Today, GitHub Copilot applies an LLM-based vulnerability prevention system that blocks insecure coding patterns in real-time to make GitHub Copilot's suggestions more secure. Our model targets the most common vulnerable coding patterns, including hardcoded credentials, SQL injections, and path injections. GitHub Copilot Chat can also help identify security vulnerabilities in the IDE, explain the mechanics of a vulnerability with its natural language capabilities, and suggest a specific fix for the highlighted code.

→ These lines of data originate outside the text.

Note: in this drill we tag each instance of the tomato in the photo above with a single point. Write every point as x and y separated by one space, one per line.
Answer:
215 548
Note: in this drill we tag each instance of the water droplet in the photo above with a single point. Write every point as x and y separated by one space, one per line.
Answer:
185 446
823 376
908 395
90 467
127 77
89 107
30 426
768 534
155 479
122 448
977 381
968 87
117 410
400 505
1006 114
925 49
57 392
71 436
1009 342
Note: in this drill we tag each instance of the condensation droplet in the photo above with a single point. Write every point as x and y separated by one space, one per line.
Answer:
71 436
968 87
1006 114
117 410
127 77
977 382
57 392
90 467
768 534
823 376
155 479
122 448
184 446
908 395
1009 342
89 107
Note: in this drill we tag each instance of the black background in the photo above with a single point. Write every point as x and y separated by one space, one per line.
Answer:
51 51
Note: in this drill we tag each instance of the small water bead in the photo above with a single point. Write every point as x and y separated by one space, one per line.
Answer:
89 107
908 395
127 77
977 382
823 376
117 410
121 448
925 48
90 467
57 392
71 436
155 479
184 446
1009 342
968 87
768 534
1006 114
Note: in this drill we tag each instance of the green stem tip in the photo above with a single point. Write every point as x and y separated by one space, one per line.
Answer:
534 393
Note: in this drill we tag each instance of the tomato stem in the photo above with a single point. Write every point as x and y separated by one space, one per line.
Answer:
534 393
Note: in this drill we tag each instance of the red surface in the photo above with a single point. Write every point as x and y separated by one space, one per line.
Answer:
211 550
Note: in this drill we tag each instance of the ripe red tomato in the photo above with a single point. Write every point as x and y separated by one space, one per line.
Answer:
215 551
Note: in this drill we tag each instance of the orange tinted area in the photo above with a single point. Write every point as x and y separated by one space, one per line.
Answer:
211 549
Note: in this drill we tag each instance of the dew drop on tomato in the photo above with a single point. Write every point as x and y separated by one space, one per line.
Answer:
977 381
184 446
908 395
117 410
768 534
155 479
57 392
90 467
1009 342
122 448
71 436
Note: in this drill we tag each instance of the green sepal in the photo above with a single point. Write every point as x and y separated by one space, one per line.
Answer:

But for Enterprise accounts paying for GitHub Advanced Security, there's also an upgrade coming: "new AI-powered application security testing features designed to detect and remediate vulnerabilities and secrets in your code." (It's already available in preview mode.)
GitHub even announced plans for a new AI assistant in 2024 that generates a step-by-step plan for responding to GitHub issues. (GitHub describes it as "like a pair programming session with a partner that knows about every inch of the project, and can follow your lead to make repository-wide changes from the issue to the pull request with the power of AI.")
CNBC notes that AI-powered coding assistants "are still nascent, though, with less than 10% enterprise adoption, according to Gartner, a technology industry research firm."
But last month Microsoft CEO Satya Nadella told analysts GitHub Copilot already had one million paying users...
And GitHub's blog post concludes, "And we're just getting started."